In August I was lucky enough to stay in a friend’s apartment overlooking the Jardin du Palais Royal in Paris. It’s a really beautiful small park, a square surrounded by vaulted passages boasting luxury boutiques and traditional cafes. The garden is filled with tourists and locals alike, walking, sitting, playing, eating, smoking… There are impressive fountains and perfectly straight rows of perfectly-manicured trees. A typical Parisian park.
But there’s an oddity in this park. Something that might make you stop and wonder for a moment. In the middle of one of the lawns, sitting on a squat concrete plinth is a tiny cannon. When we were there the lawns were closed so it wasn’t possible to get near the cannon for a closer look but after a bit of searching I found a sign in one of the flower beds that explained a little bit about it.
First installed in 1786, this cannon is one known as a canon meridien or canon solaire. The cannon was built by a clockmaker called Sieur Rousseau, proprietor of one of the shops in the neighbouring passages (96 galerie de Beaujolais). The purpose of the canon was to alert everyone in the surrounding area to the exact moment that they should set their clocks to midday. It was originally fitted with a glass lens and a fuse and fired when the midday sun hit the glass. For hundreds of years it fired daily from May to October and drew regular crowds, all keen to keep their timepieces on track. When the law imposing Greenwich mean time on France was passed in 1911, the cannon was silenced.

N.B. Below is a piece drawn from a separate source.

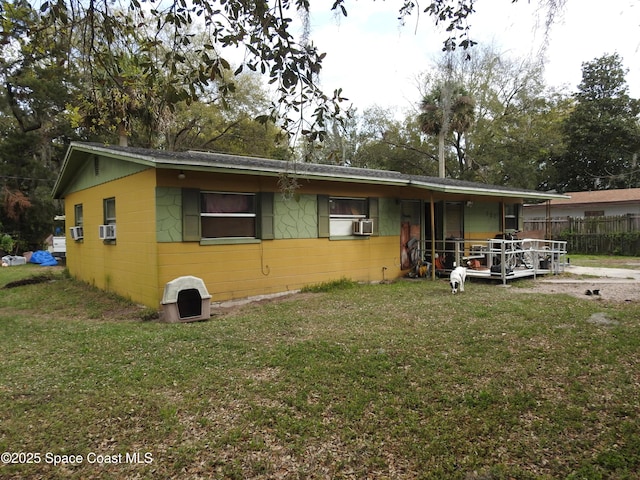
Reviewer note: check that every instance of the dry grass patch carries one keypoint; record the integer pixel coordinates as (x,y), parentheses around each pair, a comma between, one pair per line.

As the decades drew by, the silent cannon was forgotten and slowly deteriorated from exposure and neglect. Despite a few efforts at renovation and restoration by a number of private groups the city of Paris had lost interest in its former favourite timekeeper. That changed in 1990 when the city’s director of heritage, Christian Dupavillon, decided to bring Rousseau’s invention back to life and let it once again fire every day at midday. Repairs were carried out, parts were replaced and a daily chime rang out until 15 April 1998 when the cannon was stolen in the dead of night.
It was eventually replaced with a replica and now fires just once a week, at midday on Wednesdays. Unfortunately I have never made it back to the park on a Wednesday lunchtime to hear it but there’s a video here for anyone interested.
If you’d like to visit this unusual piece of Parisian history, the nearest metro station is Palais Royal and the park is shown on the map below.
Wow…louder than I expected. Interesting post and beautiful photographs.
Thanks so much! Definitely louder than I expected too. Just watching the video made me jump.